Child patients hospitalized with virus: NJ mom urges caution
Families are being told to stay aware as health officials monitor an uptick in young patients hospitalized with severe respiratory illness, who tested positive for rhinovirus, enterovirus — or both.
There are more than 100 types of rhinoviruses and enteroviruses that can infect people, and about half of all common colds are caused by some kind of rhinovirus.
Starting in August, healthcare providers and hospitals in several regions have shared such information with the Centers for Disease Control and Prevention.
Rhinovirus and enterovirus scare in New Jersey
At least one New Jersey family has gone public with their own such experience.
Kelley O’Neill, of Metuchen, said her 3-year-old son was hospitalized and put on oxygen after testing positive for both rhinovirus and enterovirus.
O’Neill first shared her story with Fox 29 Philadelphia.

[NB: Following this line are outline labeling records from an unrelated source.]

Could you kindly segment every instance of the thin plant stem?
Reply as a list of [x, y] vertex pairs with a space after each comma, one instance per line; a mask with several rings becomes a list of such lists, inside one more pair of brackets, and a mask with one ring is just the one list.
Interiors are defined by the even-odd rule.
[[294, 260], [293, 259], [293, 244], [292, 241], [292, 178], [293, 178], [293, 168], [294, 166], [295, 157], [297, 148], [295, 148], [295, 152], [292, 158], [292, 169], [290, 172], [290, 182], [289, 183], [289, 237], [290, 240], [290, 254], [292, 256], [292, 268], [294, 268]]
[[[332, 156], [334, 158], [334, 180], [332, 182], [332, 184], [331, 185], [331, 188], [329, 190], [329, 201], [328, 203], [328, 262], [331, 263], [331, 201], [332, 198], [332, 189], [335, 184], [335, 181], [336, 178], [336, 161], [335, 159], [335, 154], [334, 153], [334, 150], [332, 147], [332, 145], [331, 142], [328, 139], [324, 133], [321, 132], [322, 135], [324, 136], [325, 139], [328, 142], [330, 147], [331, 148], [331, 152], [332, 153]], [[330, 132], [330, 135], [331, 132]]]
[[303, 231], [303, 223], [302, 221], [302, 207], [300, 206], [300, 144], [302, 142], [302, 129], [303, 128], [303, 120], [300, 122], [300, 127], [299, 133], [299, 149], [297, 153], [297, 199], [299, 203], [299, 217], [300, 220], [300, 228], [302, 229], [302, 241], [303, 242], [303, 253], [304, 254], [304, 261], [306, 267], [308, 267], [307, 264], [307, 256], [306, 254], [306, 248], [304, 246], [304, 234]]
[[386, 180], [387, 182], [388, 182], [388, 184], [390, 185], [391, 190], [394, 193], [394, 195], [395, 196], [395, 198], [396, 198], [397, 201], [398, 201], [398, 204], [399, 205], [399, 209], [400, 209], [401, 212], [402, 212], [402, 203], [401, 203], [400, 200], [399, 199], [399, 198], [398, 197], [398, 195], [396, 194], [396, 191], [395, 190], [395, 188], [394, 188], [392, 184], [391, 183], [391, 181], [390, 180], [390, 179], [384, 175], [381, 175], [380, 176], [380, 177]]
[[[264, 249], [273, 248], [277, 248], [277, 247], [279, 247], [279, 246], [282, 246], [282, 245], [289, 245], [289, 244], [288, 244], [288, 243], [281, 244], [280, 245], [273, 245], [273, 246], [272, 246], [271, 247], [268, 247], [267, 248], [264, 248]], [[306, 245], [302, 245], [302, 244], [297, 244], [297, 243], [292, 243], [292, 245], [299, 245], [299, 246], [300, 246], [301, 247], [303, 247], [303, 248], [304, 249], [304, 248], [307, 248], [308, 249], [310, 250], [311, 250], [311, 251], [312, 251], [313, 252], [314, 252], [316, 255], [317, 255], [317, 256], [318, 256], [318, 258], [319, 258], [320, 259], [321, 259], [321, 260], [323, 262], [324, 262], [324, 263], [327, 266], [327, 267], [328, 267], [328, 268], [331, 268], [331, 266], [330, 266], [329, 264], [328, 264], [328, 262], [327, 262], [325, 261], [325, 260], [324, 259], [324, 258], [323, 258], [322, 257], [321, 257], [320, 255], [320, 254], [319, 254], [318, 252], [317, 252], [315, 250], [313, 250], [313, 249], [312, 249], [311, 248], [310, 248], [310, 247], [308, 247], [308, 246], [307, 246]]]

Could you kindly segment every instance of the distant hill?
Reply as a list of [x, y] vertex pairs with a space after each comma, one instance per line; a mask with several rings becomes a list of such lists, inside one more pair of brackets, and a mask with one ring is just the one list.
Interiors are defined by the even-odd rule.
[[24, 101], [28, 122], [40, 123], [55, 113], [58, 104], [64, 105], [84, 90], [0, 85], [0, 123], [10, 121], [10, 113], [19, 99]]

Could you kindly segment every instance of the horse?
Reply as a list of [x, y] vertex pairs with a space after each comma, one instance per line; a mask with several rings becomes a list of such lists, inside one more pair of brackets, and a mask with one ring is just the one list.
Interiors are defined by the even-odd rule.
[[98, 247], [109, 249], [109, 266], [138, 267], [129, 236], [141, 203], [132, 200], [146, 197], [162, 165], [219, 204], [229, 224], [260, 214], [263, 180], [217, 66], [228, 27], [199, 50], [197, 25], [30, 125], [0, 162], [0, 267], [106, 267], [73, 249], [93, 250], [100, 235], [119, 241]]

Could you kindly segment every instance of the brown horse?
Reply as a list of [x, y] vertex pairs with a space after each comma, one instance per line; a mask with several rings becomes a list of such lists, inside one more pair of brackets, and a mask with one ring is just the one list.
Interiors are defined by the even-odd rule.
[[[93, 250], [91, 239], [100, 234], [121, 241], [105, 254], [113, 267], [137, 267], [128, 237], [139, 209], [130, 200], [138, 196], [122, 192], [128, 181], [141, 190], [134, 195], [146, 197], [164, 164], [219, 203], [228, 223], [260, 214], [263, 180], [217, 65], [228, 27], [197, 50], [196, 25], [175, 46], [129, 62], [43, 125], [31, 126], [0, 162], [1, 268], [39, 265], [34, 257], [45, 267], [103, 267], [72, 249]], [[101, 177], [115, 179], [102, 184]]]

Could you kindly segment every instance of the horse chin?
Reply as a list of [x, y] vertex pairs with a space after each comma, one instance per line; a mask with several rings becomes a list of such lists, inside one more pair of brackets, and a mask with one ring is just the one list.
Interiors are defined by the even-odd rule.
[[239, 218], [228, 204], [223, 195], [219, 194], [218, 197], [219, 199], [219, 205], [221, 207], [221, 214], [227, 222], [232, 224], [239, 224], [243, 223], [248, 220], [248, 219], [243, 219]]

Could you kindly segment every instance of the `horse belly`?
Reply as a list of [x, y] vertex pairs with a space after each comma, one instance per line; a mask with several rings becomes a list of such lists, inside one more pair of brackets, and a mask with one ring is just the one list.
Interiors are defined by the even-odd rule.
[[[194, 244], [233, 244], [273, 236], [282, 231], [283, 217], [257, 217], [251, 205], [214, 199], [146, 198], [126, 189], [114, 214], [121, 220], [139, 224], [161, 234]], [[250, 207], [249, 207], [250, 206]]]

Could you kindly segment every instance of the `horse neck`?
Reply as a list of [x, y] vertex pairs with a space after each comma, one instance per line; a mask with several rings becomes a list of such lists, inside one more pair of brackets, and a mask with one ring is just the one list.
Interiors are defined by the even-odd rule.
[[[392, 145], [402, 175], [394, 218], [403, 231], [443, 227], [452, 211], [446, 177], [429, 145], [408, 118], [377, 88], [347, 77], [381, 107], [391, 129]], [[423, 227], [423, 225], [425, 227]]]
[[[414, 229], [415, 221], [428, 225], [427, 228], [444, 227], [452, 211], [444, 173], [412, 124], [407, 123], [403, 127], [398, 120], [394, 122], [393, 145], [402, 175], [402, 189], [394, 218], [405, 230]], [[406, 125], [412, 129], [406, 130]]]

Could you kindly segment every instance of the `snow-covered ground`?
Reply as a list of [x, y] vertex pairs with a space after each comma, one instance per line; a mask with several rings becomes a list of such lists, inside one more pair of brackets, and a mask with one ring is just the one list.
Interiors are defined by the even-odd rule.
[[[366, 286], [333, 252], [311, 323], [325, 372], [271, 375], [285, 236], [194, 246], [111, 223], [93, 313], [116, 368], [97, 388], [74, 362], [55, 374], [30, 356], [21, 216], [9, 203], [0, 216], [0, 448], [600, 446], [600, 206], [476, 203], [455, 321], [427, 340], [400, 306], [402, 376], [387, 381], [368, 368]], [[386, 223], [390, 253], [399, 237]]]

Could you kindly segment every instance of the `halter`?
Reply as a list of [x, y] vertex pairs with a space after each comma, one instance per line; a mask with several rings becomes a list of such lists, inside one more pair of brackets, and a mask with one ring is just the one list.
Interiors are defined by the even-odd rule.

She confirmed to New Jersey 101.5 on Thursday that her son has been doing much better, but that parents should be vigilant.
CDC health alert concerning children
Last week, the CDC issued a health alert, in which they said that some samples in these cases have tested positive for enterovirus D68 (EV-D68) — which caused a nationwide outbreak of respiratory illness in 2014.
O’Neill said they still do not know if that was the specific enterovirus her son had been ill with.
After she shared her own experience, at least one other New Jersey family O'Neill is friends with took their child for treatment — resulting in hospitalization, as well. That child was discharged on Thursday, O'Neill said.
Symptoms and cases
In some of the most severe cases nationwide, there has been limb weakness among symptoms — similar to those seen in polio patients.
While EV-D68 still primarily causes acute respiratory illness, it has been associated with acute flaccid myelitis (AFM) — the medical term for a rare but serious neurologic complication involving limb weakness.
As of Wednesday, there had been 14 confirmed AFM cases this year in nine other states, according to the CDC — with no cases AFM in New Jersey, so far.
Guardians should seek immediate medical attention for a child developing any of the following symptoms, especially following a respiratory illness:
— Arm or leg weakness
— Pain in the neck, back, arms, or legs
— Difficulty swallowing or slurred speech
— Difficulty moving the eyes or drooping eyelids
— Facial droop or weakness
A LINCS message was issued Thursday for NJ healthcare providers to increase provider awareness of rhinovirus and enterovirus, recommend testing, appropriate isolation, to report suspected outbreaks to their local health department and to be aware of acute flaccid myelitis as well, a state health department spokesperson confirmed to New Jersey 101.5.
How common are these viruses?
Enteroviruses and rhinoviruses are both very common viruses. Most infections involve no symptoms or just mild symptoms — though some infections can be serious, especially among infants and patients with weakened immune systems.
Enterovirus infections can in some cases cause coxsackievirus or "hand, foot, and mouth disease," viral meningitis and viral conjunctivitis.
There are no available vaccines or specific treatments for either enteroviruses or rhinoviruses, including EV-D68.
After the outbreak eight years ago, awareness of EV-D68-linked illness was heightened and surveillance for it has expanded.
Overall, infants, children and teenagers are most likely to get infected with enteroviruses and become ill, according to the CDC. Adults can get infected, but they are more likely to have no symptoms or mild symptoms.
Children with asthma may have a higher risk for severe respiratory illness caused by EV-D68 infection.
How to diagnose
Many hospitals and some doctor’s offices can test for enterovirus infection. However, determining the type, such as whether it is EV-D68, is done by specific, PCR-style testing on samples from throat or nasal swab or blood.
Federal health officials have said that the lower number of positive cases for this group of viruses in 2020 might have been linked to wider precautions against infection due to the COVID-19 pandemic.
Similarly, many of the same preventative methods are recommended for reducing the spread of enteroviruses — including frequent hand washing, covering coughs and sneezes, cleaning and disinfecting frequently touched surfaces and staying home when sick.